The intense negotiations come as concern grew about Wachovia's stability on Friday, the people said, despite a breakthrough reached yesterday by congressional negotiators on a $700 billion bailout for the financial system.

The government has been involved in the talks as well, these people said. But so far, the government is resisting pressure to help bidders by guaranteeing a part of Wachovia's assets the way it did for Bear Stearns when it was sold to JPMorgan Chase in March.

The government has also opposed taking over Wachovia the way it did Washington Mutual last week, these people said, unless its financial position deteriorates more rapidly.

A timetable for a potential deal was not clear.

Either way, Citigroup and Wells Fargo are unlikely to bid more than a few dollars a share for Wachovia, substantially less than the $10 at which its shares were trading Friday.

It was unclear whether bondholders would also take a steep discount on their holdings, or be entirely wiped out.

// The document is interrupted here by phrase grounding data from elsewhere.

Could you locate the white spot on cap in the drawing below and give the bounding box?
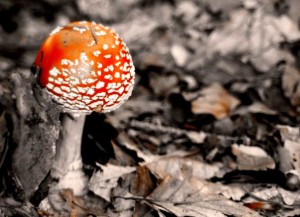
[91,71,96,76]
[103,44,109,50]
[104,74,112,80]
[46,83,54,90]
[124,62,129,70]
[117,86,125,94]
[68,92,78,98]
[95,31,106,36]
[107,94,118,102]
[93,51,101,57]
[71,88,78,93]
[96,81,105,89]
[50,26,62,36]
[53,87,63,95]
[80,52,89,66]
[87,88,95,95]
[97,63,103,68]
[49,67,60,76]
[73,26,87,33]
[61,86,71,92]
[82,98,92,104]
[54,79,62,85]
[108,65,114,71]
[104,54,111,59]
[89,101,102,108]
[122,73,131,80]
[70,77,80,85]
[130,64,135,76]
[115,72,120,78]
[62,69,69,77]
[61,59,74,66]
[88,40,96,47]
[78,86,88,93]
[95,92,106,98]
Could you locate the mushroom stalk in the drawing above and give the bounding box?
[51,113,88,196]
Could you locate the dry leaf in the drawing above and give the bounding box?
[89,164,136,202]
[60,189,88,216]
[143,175,260,217]
[283,209,300,217]
[232,144,275,170]
[131,166,156,197]
[0,111,8,169]
[234,102,277,115]
[277,125,300,178]
[146,156,222,180]
[112,14,159,48]
[191,83,240,119]
[207,8,300,71]
[243,186,300,212]
[282,64,300,107]
[116,132,160,163]
[170,44,190,67]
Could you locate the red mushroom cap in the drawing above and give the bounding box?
[33,21,135,113]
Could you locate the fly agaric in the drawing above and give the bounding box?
[32,21,135,199]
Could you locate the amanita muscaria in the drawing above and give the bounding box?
[32,21,135,199]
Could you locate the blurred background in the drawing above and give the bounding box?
[1,0,300,216]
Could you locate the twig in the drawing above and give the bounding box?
[128,120,250,144]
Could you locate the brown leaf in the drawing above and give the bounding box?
[131,166,156,197]
[191,83,240,119]
[60,189,87,215]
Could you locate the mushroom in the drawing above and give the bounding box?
[32,21,135,198]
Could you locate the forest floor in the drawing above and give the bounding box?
[1,0,300,216]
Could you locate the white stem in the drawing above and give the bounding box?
[51,113,88,196]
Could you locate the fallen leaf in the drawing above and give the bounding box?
[232,144,275,170]
[89,164,136,202]
[277,125,300,180]
[144,175,260,217]
[234,102,277,115]
[0,111,8,169]
[207,7,300,71]
[243,186,299,211]
[131,166,156,197]
[282,64,300,107]
[191,83,240,119]
[60,189,88,216]
[170,44,191,67]
[146,156,222,180]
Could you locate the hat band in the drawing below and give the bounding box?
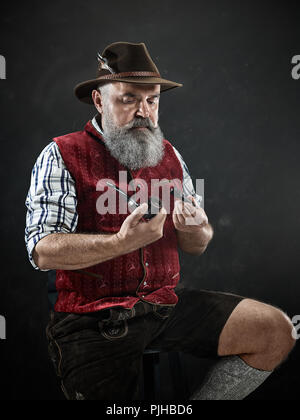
[97,71,161,81]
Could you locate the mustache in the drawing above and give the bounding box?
[124,117,156,132]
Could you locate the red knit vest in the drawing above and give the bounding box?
[52,120,183,313]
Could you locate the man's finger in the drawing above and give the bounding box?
[127,203,148,228]
[148,206,168,227]
[183,202,196,217]
[174,199,184,215]
[154,206,168,222]
[173,212,184,229]
[173,204,186,226]
[187,194,202,209]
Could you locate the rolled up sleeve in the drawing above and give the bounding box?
[24,142,78,270]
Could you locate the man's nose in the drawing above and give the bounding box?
[136,99,150,118]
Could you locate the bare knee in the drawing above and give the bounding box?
[218,299,296,371]
[242,302,296,371]
[266,308,296,362]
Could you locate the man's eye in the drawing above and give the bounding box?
[122,98,136,104]
[148,98,159,105]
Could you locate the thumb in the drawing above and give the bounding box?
[149,205,168,228]
[127,202,148,228]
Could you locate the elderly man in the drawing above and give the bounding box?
[25,42,295,400]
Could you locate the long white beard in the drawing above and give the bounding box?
[101,114,165,170]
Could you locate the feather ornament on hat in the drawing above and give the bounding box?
[74,42,182,104]
[97,53,115,74]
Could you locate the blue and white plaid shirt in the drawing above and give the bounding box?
[25,117,202,271]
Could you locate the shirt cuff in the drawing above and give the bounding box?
[26,232,54,272]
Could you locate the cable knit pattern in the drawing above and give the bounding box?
[52,121,183,313]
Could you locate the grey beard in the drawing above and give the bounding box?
[101,117,165,170]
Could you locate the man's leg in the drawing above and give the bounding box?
[46,310,147,400]
[218,299,296,370]
[191,298,296,400]
[145,288,296,400]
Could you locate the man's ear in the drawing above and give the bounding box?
[92,89,103,114]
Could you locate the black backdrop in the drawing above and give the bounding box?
[0,0,299,400]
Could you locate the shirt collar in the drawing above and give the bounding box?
[91,115,104,136]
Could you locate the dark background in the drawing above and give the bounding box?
[0,0,299,400]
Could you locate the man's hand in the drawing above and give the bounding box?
[172,196,209,233]
[33,203,167,271]
[173,196,213,255]
[115,203,168,254]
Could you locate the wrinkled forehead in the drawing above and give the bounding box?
[109,81,161,96]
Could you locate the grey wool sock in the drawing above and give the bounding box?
[190,356,273,400]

Other aspects of the deal also remain in flux. One is whether all of Wachovia is up for sale, or whether the company might be carved up.

Citigroup and Wells Fargo, for example, might bid only on Wachovia's retail banking business. Wachovia retail brokerage, the second-largest behind Merrill Lynch, might remain independent. It was unclear what would happen to Wachovia's small investment bank.

Both Citigroup and Wells Fargo are interested in acquiring Wachovia's branches and roughly $400 billion in deposit financing.

For Wells Fargo, a deal would extend their branch banking network eastward across the Mississippi.

For Citigroup, the deal would vastly expand its retail branch network after struggling to build one for years.

It would also give it access to more stable customer deposits, so it could rely less heavily on outside investors for funds. Bank executives there see this as game-changing opportunity.

Still, both Citigroup and Wells Fargo have serious concerns about taking on Wachovia's $800 billion loan portfolio. In particular, they are worried about a big swath of troubled mortgages tied to the 2006 acquisition of Golden West, a California lender that specialized in pay-option mortgages.

Citigroup and Wachovia declined to comment. Wells Fargo did not immediately return calls seeking comment.